The American Aviator Act establishes a pilot program for the Federal Aviation Administration to provide grants to support flight training for veterans who are not already military pilots. Veterans who participate in the program would receive training needed to become commercial pilots and earn relevant certifications.
“America’s veterans have bravely served our nation and we have a shared responsibility to make sure their service and sacrifice is honored,” Baldwin said in a statement. “Our veterans have also earned every opportunity to be productive and successful after completing their military service. This legislation increases opportunities for veterans looking to pursue flight training and careers as commercial airline pilots.”
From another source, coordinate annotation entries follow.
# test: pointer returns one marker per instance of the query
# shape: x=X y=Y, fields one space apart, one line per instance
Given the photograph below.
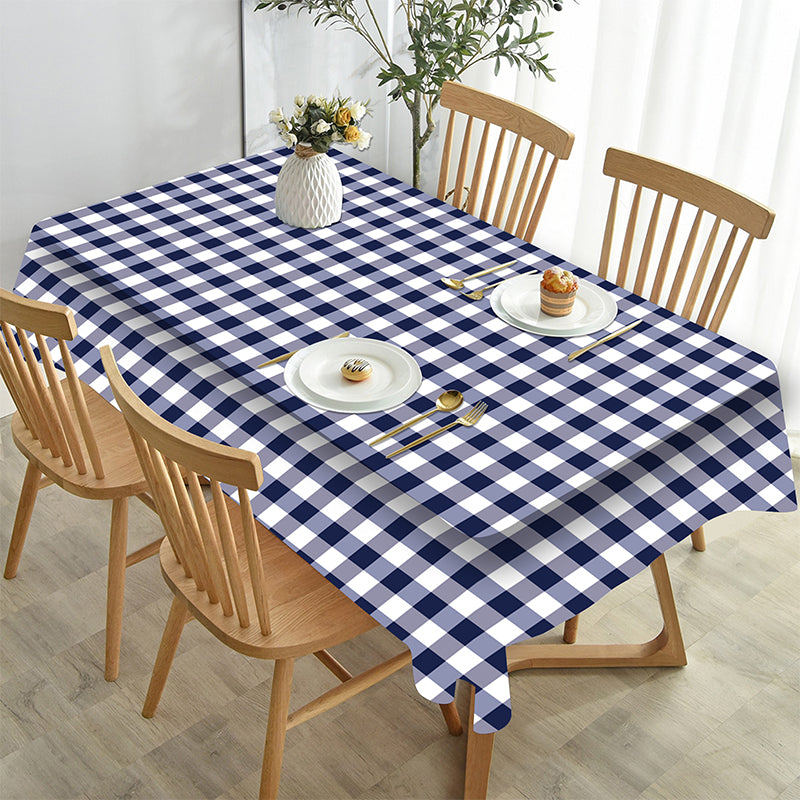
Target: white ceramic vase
x=309 y=190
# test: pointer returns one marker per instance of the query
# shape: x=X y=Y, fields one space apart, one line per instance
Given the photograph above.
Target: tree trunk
x=416 y=145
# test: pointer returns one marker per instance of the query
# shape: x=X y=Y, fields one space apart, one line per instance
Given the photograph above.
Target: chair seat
x=307 y=612
x=123 y=475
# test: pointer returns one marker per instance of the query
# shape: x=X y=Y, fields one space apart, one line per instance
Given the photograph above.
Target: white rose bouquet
x=319 y=122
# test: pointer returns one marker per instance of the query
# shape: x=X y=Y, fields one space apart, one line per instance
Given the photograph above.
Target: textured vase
x=309 y=190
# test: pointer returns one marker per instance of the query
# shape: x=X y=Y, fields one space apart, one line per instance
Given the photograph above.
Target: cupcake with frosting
x=558 y=289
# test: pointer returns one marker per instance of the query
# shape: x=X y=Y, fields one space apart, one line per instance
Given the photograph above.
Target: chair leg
x=452 y=718
x=117 y=553
x=276 y=728
x=479 y=757
x=27 y=498
x=571 y=629
x=178 y=617
x=699 y=539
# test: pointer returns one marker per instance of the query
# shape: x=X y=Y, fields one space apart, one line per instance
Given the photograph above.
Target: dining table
x=580 y=474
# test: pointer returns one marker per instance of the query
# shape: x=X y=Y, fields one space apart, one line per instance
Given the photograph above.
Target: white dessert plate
x=516 y=301
x=314 y=375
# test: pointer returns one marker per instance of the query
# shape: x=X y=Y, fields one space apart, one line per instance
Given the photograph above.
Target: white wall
x=101 y=97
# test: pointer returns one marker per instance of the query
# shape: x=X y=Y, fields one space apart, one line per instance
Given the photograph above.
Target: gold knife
x=602 y=341
x=287 y=356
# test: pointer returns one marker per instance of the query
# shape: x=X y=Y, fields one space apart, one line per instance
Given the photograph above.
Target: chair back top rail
x=544 y=143
x=60 y=423
x=717 y=199
x=509 y=115
x=201 y=534
x=711 y=291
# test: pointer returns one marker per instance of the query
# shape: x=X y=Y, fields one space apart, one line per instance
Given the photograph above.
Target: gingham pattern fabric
x=578 y=477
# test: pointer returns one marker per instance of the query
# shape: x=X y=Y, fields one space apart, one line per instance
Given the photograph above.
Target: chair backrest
x=522 y=195
x=36 y=388
x=716 y=208
x=173 y=461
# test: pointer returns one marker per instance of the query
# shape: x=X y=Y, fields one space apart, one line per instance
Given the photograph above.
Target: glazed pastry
x=356 y=369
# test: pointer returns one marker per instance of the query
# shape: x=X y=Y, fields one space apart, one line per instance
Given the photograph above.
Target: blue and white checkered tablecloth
x=580 y=474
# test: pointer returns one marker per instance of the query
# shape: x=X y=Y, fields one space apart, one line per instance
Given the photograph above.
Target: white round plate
x=314 y=375
x=516 y=301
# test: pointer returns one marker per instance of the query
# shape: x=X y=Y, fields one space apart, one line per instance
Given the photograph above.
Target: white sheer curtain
x=711 y=86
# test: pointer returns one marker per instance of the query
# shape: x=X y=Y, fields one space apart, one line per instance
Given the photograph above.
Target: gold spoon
x=447 y=401
x=478 y=293
x=455 y=283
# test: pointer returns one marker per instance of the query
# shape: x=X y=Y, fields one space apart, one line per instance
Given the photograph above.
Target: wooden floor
x=726 y=726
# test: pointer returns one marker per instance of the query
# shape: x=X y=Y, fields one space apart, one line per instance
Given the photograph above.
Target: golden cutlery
x=602 y=341
x=447 y=401
x=468 y=419
x=456 y=283
x=478 y=293
x=287 y=356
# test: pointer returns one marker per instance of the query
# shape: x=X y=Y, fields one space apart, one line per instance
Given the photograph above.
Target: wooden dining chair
x=71 y=437
x=248 y=588
x=709 y=225
x=513 y=193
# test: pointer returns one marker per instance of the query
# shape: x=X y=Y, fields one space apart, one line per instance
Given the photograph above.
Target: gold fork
x=458 y=283
x=469 y=420
x=287 y=356
x=478 y=293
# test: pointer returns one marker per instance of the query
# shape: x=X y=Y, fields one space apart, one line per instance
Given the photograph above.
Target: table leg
x=479 y=757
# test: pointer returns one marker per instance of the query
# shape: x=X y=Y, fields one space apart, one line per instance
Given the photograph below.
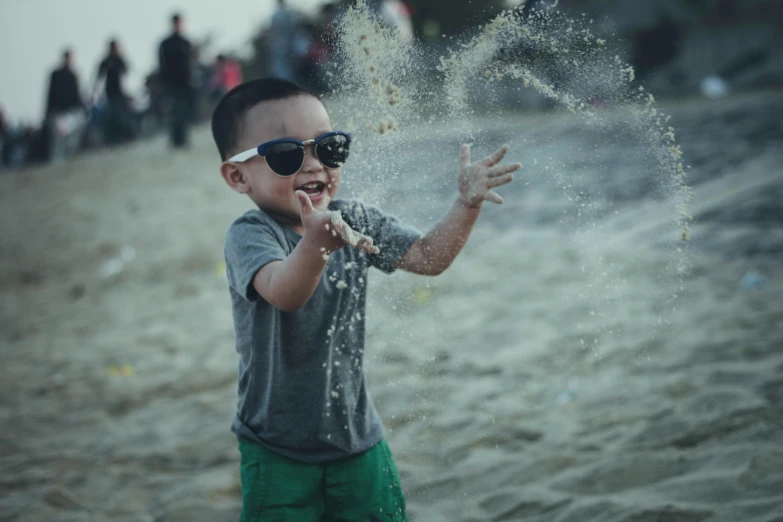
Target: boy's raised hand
x=328 y=231
x=476 y=180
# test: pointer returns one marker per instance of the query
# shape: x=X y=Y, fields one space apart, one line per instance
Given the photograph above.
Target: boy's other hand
x=476 y=180
x=328 y=232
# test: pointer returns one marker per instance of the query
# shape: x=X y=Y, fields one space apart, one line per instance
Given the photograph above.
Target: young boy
x=310 y=440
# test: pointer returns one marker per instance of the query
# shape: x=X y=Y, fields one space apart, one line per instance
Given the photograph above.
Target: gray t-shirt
x=302 y=390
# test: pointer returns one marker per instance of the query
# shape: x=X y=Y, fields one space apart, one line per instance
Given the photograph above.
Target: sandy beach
x=549 y=375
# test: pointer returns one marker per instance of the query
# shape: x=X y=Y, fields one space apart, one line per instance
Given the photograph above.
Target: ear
x=234 y=177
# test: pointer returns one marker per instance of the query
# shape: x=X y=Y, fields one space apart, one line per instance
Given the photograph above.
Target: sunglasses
x=286 y=156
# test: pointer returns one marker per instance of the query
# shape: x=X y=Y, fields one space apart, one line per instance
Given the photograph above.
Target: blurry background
x=562 y=370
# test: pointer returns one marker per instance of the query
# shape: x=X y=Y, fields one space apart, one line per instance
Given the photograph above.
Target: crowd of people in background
x=182 y=89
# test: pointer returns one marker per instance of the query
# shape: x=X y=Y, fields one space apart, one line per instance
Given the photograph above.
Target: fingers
x=464 y=155
x=305 y=205
x=495 y=157
x=365 y=243
x=337 y=220
x=493 y=197
x=503 y=169
x=500 y=180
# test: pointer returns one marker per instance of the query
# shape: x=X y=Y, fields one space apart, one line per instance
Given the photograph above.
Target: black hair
x=229 y=116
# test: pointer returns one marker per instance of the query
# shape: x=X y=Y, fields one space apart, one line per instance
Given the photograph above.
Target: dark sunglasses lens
x=333 y=151
x=285 y=159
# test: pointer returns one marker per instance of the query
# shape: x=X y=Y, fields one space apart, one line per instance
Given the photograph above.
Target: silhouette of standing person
x=64 y=111
x=112 y=69
x=175 y=60
x=282 y=32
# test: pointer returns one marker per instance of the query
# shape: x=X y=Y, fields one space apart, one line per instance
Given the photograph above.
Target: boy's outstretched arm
x=434 y=253
x=289 y=284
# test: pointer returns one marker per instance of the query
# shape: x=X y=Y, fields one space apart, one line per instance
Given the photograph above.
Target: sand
x=546 y=376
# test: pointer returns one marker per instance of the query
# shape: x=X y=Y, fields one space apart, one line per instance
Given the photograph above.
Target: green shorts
x=361 y=488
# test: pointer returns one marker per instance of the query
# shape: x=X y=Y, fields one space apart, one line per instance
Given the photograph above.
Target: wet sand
x=547 y=376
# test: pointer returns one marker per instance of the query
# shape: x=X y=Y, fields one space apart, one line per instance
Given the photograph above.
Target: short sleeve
x=392 y=237
x=251 y=244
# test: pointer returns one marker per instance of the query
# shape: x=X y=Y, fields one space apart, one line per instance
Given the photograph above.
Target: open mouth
x=315 y=190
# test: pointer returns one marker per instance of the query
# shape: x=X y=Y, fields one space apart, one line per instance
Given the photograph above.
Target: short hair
x=228 y=119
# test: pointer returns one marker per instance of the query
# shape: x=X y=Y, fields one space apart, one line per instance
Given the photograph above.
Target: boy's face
x=300 y=117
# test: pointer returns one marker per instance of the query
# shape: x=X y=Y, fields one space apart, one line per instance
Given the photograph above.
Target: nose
x=311 y=163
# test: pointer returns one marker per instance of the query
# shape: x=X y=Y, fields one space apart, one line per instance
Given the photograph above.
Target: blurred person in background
x=65 y=112
x=117 y=124
x=281 y=41
x=2 y=140
x=226 y=75
x=316 y=63
x=176 y=75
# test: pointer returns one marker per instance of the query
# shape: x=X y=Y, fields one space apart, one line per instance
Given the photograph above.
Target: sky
x=33 y=34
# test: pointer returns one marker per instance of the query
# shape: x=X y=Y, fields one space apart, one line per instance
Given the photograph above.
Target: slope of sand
x=547 y=376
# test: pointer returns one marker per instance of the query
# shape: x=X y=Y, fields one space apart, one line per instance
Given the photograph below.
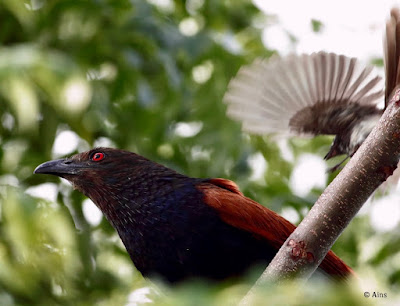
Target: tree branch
x=373 y=163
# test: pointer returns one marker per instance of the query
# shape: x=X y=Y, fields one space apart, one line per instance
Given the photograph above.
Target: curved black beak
x=57 y=167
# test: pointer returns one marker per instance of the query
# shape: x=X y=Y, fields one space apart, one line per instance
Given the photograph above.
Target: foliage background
x=131 y=74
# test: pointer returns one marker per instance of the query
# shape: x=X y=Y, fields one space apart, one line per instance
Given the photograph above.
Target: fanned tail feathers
x=300 y=94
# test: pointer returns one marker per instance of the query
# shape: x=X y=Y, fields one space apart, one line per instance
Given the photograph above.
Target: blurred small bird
x=176 y=227
x=321 y=93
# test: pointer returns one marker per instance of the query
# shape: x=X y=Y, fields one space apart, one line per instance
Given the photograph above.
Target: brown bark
x=373 y=163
In the House, a bipartisan pair of lawmakers introduced a bill that would ensure that federal workers are not penalized for marijuana use in states where there are legal ways to do so.
The Fairness in Federal Drug Testing Under State Laws Act (H.R. 6589), introduced by Reps. Charlie Crist, D-Fla., and Drew Ferguson, R-Ga., would prohibit agencies from using a failed drug test as the sole reason to deny or terminate employment for a civil service job. But it would exempt positions requiring a top secret security clearance and tests that result from circumstances like suspected impairment at work.
An aide for Crist said the lawmaker was inspired by the large number of veterans in his district who work for the federal government. A growing number of veterans use marijuana products to treat a medical condition.